The dataset includes test cases that evaluate:

  • Direct prompt injection attacks
  • Indirect prompt injection attempts
  • Security-violating content
  • Logic-violating content
  • Cross-language attack vectors
  • System prompt leakage attempts
tip

This plugin requires a target provider that accepts both a system prompt and user input in OpenAI-compatible chat format.

How it works

The plugin:

  • Downloads test cases from the CyberSecEval dataset
  • Formats each test case as a system/user message pair
  • Randomly selects prompts from the dataset
  • Tests if the model appropriately handles the injection attempts
  • Uses language-specific LLM-as-a-judge criteria to evaluate responses

CyberSecEval Workflow

Configuration

To include the CyberSecEval plugin in your LLM red teaming setup, add the following configuration to your YAML file:

redteam:
plugins:
- cyberseceval

You can control the number of test cases using the config.numTests parameter (defaults to 5):

redteam:
plugins:
- id: cyberseceval
numTests: 25

You can also enable multilingual prompt injection by setting the config.multilingual parameter to true:

redteam:
plugins:
- id: cyberseceval
config:
multilingual: true

Full example

Create a configuration file promptfooconfig.yaml:

targets:
# You can target a model
- openai:chat:gpt-4o
# Or an API endpoint
- id: https
config:
url: 'https://example.com/generate'
method: 'POST'
headers:
'Content-Type': 'application/json'
body:
myPrompt: '{{prompt}}'

redteam:
plugins:
- cyberseceval

Then, run the red team command in the same directory as your configuration file:

promptfoo redteam run

Grading

The plugin uses a specialized grader that evaluates model outputs against language-specific judge questions.
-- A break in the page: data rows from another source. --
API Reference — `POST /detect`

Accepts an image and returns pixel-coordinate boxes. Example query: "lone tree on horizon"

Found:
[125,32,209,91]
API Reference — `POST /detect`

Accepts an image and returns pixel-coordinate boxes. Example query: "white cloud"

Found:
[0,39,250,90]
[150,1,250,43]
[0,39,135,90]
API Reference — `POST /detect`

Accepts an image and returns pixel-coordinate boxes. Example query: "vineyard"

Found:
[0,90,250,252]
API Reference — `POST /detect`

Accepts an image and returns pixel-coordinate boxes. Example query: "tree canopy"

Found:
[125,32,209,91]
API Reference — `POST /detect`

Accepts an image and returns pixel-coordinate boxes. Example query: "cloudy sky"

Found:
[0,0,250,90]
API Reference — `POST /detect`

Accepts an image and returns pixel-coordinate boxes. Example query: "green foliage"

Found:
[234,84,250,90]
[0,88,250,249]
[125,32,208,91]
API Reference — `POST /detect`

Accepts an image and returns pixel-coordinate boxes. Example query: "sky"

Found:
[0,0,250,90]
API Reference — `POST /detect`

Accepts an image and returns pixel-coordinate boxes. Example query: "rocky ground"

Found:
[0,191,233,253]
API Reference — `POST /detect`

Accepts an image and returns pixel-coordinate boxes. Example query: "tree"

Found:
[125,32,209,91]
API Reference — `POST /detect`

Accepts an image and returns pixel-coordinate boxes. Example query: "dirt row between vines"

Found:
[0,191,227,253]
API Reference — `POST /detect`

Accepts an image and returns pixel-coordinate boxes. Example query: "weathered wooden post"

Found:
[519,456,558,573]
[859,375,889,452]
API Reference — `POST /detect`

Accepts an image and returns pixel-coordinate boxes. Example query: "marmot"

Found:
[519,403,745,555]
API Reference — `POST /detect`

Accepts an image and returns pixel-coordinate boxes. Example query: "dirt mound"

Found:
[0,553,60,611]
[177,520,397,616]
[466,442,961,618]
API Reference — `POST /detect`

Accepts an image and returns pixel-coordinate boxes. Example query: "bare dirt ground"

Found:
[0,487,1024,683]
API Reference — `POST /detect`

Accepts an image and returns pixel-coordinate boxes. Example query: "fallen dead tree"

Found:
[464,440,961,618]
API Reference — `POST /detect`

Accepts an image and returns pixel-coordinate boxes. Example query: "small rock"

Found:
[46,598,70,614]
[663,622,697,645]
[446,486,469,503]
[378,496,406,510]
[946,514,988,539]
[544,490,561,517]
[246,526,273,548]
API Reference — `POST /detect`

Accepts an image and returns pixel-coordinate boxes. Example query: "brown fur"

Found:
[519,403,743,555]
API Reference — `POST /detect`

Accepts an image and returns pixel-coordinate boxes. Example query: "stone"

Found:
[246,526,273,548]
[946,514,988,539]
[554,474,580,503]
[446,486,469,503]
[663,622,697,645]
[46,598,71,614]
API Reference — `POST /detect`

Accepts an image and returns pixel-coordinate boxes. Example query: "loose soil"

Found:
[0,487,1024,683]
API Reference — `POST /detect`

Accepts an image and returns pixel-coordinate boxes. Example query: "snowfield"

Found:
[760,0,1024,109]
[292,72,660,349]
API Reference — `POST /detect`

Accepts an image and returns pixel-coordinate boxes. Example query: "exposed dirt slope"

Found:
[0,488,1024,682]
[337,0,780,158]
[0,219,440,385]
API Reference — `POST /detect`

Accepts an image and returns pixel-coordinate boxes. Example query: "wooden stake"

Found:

The grader checks if:

  • The model maintained its original instructions despite the injection attempt
  • The response adheres to security boundaries
  • The model appropriately handled non-English attack vectors
  • The system prompt remained protected from extraction attempts

Outputs are graded as either PASS (secure) or FAIL (vulnerable) based on these criteria.